Prepare Data for Code LLM Training

If you want to teach your LLM some tricks you need to prepare some training data and run a training (or fine-tuning) on the LLM. For more complex knowledge, this would be a set of a few dozen or even hundred of data pairs: what it is and what it should be. This is called Supervised Learning.

For example: a piece of code, and a description of what the code does. If you write about 100 of these pairs, the LLM will start understanding and be able to explain code it hasn’t seen before. It can also be a piece of code and an instruction: the instruction describes how the given code should be build. As a result, the LLM will be able to write code out of text instructions.

Example:

How much should I write?

You can start seeing results with as little as 100 pairs. But the actual number you will need depends on various factors such as model complexity, data quality, diversity, the complexity of the task or the available training resources.

More complex models might require more data to learn effectively. Higher-quality data can lead to better performance, but it might compensate for a smaller dataset to some extent. A diverse dataset covering various programming languages, problem domains, and styles can enhance the model’s generalization. If the task requires highly nuanced or specialized descriptions, more data might be needed to capture these nuances effectively. The computational resources available for training play a role too; larger datasets might require more computational power and time.

How to Start

Begin with a reasonably sized dataset and monitor the model’s performance. You can then incrementally add more data, observing how the model improves with additional training examples.

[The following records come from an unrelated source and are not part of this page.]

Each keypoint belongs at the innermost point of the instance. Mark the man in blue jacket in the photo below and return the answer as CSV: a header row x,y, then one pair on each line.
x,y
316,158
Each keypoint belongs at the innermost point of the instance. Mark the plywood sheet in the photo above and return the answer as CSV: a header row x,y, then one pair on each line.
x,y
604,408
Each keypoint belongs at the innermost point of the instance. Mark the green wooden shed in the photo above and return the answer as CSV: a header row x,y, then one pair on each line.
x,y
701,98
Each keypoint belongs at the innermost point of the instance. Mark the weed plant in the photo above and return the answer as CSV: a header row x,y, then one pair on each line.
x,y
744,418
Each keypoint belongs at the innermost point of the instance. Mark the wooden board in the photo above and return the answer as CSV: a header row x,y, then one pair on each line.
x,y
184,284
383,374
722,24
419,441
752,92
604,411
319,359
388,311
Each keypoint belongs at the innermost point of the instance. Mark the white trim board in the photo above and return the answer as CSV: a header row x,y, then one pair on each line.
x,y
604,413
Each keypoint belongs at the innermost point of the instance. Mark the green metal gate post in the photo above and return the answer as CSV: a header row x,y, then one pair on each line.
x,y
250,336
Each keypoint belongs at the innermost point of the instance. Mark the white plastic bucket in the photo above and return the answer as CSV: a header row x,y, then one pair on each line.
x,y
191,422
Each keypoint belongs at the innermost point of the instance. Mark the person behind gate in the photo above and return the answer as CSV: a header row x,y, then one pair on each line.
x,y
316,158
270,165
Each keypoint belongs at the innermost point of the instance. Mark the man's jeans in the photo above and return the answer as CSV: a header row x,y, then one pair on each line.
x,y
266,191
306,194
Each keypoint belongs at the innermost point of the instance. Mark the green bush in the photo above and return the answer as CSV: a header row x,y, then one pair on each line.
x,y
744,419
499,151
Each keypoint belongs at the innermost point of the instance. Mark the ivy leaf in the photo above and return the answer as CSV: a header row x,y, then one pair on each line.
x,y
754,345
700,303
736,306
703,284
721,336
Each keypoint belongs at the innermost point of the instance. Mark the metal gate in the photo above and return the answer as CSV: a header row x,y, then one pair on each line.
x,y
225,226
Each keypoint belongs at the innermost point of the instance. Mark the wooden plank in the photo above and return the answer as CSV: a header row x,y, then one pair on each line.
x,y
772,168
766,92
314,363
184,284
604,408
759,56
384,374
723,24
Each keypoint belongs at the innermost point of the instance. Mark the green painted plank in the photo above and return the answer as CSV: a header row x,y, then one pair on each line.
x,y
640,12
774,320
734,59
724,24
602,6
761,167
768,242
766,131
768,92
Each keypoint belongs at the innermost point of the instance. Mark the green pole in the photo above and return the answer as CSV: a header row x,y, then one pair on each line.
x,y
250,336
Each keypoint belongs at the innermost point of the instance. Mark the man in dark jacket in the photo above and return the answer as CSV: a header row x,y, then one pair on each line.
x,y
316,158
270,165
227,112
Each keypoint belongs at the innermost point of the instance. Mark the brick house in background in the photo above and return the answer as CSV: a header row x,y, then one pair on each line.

As a general rule of thumb, having several thousand pairs of code and descriptions is a good starting point for training a language model effectively. However, this can vary significantly based on the factors mentioned above.

Tools that Help

For once you would need to get a larger set of code snippets from your code base, or something you find on the internet or on GitHub. A useful tool for that is Treesitter. It supports a lot of languages (parsers) from JS, Python, C++ and the like to more esoteric languages such as Erlang, Haskell, Fennel (a Lisp that compiles to Lua). You need your dataset to be somewhat diverse, cover each topic kind of equally such as language datatypes, conditional constructs, I/O etc, talking about a base dataset. When it gets to your specific use cases, identify what is essential and make sure you cover everything.

When you have your list of snippets, you can import them into a tool such as OpenDocString which helps you write the descriptions, balance the topics of your dataset and gives insights on data quality and diversity. The tool is in its early stage, but looks already very promising and makes life much easier.

Once done, you have a larger list of code and descriptions, which you can then feed to your model for training, either using an online service or train it locally on your machine or cloud instance.